なんと高嶺の花子さんが俺の運命の糸と繋がっちゃてるっぽいのが判明したらしい話

茅野のヤロー。ぜってー許さねえ。

麻布のグランドに着いたら、

「すんません、腹痛くなって…」

って言って、一人で帰りやがった。

日が沈みかけた慶王大学麻布グランドでは、百人近い選手が練習に励んでいる。その人数にまず圧倒されたのだが、しばらく見ているとその練習の質の高さに、トラは口が顎から外れるほど驚くのであった。

指導者は何人いるのだろう、少なくみても五人はいる。それぞれがグループに分かれ、そのレベルに応じた練習を効率よくこなしている。

選手たちもキビキビした動作で練習をこなし、それは蒲田南中のそれとは全く別のスポーツを見ているかの様である。

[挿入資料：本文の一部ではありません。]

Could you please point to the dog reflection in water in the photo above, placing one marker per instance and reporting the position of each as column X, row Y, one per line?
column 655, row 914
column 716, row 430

先程からずっとグランドではなくスマホを眺めていたあかねが、

「メチャ上手い子が三人いるのだって。F WとM FとD Fに一人ずつ。それぞれ、新田、鴨下、横溝って言う人なのだって。」

「ほお」

「ねえ、何このF Wって?」

「フォワード。攻撃的なポジションのこと」

「ふーん。じゃあM Fって?」

「ミッドフィールダー、中盤のポジション。攻撃も守備もこなす。D Fってのは守備。」

「成る程―。なんかラグビーに似てるわ」

「そうなん」

「あ。試合が始まるみたいよ」

照明が点灯し、グランド上では紅白戦が始まる。トラはスマホで動画撮影を始める。


「どう? 偵察しておいて良かったんじゃない?」

全くその通りだった。もし何も知らずに、初見でこの相手と試合をしていたら、それこそラグビーのスコアとなっていたかも知れない。この相手に九人で挑むことを考えると、吐き気がしてくる。

「勝てそうなの?」

「分からん。とにかくこの動画をオッさんに見せなきゃ」

と言って、トラは約二十分の動画を共有ファイルに落とす。そこにあかねから得た情報を付け足し、大きな溜息をつきながらスマホをポケットにしまう。

「お腹空いたわ。ねえ、何か食べてかない? この辺は美味しいお店がいっぱいあるのよ」

「は? オレ金ねーし」

「いいわ。貸してあげる。安心しなさい、法定利息以下でいいわよ。」

「ハア? 女から金なんか借りれるかバーカ」

「はあ? 何その論理。」

「オメーと違ってオレはビンボー人なの。こんな洒落オツなとこで飯食う金なんて持ってねーっつーの」

「そんなことでは彼女出来てもすぐ振られるわよ。男子たるもの常に心と懐に余裕を持って過ごさなければならないのよ」

「…てか、こんなトコで飯食いたがる女とは付き合わねーよ」

「…ふーん」


はー。やっぱチゲーわ、コイツとは生きる世界が。コーヒー一杯八百円の街で飯なんて食えるかっつーの。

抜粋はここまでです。